NC: I don't really think about it that way.
GF: How do you think about it?
NC: I don't think about it like, 'here is my pain'. I don't know if I really chose things so much as I'll start writing some sentences and...I don't know. It's different every day. You know, you're thinking about something, you'll be doing the dishes and there's a line that comes to you that won't leave you alone, so you write that down. And then you go back and you read something you already wrote and you'll be like, 'Oh! That goes with that!' Those ideas tend to make other ideas. They're very prolific breeders, like rabbits. So, those 2 ideas make another idea and then you've got kind of a story. I generally start with lyrics first; writing things down, and then I start with music. But, you know, I'll start the other way, too.
GF: In preparing for this interview and reading some of your interviews from the past, I was particularly struck by the scene of you as a child, in an unhappy household, singing songs to your dog.

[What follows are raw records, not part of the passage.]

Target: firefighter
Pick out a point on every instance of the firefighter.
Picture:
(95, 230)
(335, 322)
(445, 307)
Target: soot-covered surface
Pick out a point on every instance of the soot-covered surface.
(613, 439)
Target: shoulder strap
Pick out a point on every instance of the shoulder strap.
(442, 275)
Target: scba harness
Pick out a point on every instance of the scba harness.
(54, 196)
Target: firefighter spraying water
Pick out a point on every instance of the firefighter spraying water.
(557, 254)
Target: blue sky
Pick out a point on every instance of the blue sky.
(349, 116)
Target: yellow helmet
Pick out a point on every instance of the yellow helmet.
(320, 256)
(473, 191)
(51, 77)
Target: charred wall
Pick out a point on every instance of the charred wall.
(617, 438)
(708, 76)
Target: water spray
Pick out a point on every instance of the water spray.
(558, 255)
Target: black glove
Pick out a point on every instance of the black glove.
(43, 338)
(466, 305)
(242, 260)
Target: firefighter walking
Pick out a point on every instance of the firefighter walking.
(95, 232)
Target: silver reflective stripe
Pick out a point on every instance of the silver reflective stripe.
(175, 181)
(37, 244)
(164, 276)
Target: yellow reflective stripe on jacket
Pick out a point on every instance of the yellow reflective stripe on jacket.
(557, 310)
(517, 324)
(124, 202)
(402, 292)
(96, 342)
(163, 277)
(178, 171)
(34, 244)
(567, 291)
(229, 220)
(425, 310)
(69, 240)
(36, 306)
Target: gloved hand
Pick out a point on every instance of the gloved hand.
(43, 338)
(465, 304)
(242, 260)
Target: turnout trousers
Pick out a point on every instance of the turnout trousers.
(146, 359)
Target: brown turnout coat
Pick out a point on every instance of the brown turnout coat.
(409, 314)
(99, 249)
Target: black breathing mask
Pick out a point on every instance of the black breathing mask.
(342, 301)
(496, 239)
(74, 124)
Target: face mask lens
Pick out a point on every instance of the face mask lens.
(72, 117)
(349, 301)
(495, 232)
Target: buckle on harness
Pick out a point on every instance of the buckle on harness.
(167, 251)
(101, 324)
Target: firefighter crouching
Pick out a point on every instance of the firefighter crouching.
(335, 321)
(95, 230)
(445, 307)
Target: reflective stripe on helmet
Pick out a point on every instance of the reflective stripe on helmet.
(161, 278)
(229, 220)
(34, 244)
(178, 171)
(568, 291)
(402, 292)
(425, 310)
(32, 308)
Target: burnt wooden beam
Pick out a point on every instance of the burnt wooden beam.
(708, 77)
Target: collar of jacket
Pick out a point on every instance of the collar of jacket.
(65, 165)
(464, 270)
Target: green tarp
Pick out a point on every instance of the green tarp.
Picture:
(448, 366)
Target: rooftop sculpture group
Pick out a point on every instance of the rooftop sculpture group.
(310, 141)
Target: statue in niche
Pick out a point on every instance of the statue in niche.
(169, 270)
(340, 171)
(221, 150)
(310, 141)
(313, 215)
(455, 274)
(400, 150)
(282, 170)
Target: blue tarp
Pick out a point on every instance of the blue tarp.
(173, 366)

NC: Oh! I sing songs to my dogs, about my dogs...I'll sing about anything in the house to the dogs, about the dogs. They're in the songs. It's pathetic.
GF: Your music crosses many genres: punk rock, alt-country, honky-tonk...a lot of different genres. And it's the dream of many country and honky-tonk musicians to perform at the Grand Ol' Oprey. But, your performance there resulted in you being banned for life because you took your shirt off during a performance due to heatstroke. Did that ever resolve itself? Was there any sort of understanding at the end that it was your health that was the issue?
NC: No, I don't think they care. But, it wasn't nearly as punk rock of an experience as people make it out to be. It was just, like, heatstroke. Human condition. This woman was blocking my exit from the stage so I could get some water. I just really wanted some water because I was dizzy. I think that everybody except for one person there found it pretty amusing.
GF: I also think it's amusing that shortly after that Playboy Magazine asked you to pose nude for a pictorial. Is that like being objectified from both ends of the spectrum?
NC: We all know that if you are in Playboy Magazine one time - not that I have any interest in doing anything like that - you are 'Playboy model', or 'Playboy centerfold', or whatever, that goes before your name forever. Like, you worked for 8 years to get a PhD in something and it's like, 'Dr. So and So'...no! It's like, 'Naked So and So'! You might as well just add 'Naked' to the front of your name professionally, which isn't exactly how I want to be remembered.
GF: How do you want to be remembered?
NC: Just as an awesome weirdo who fought for people because they loved them.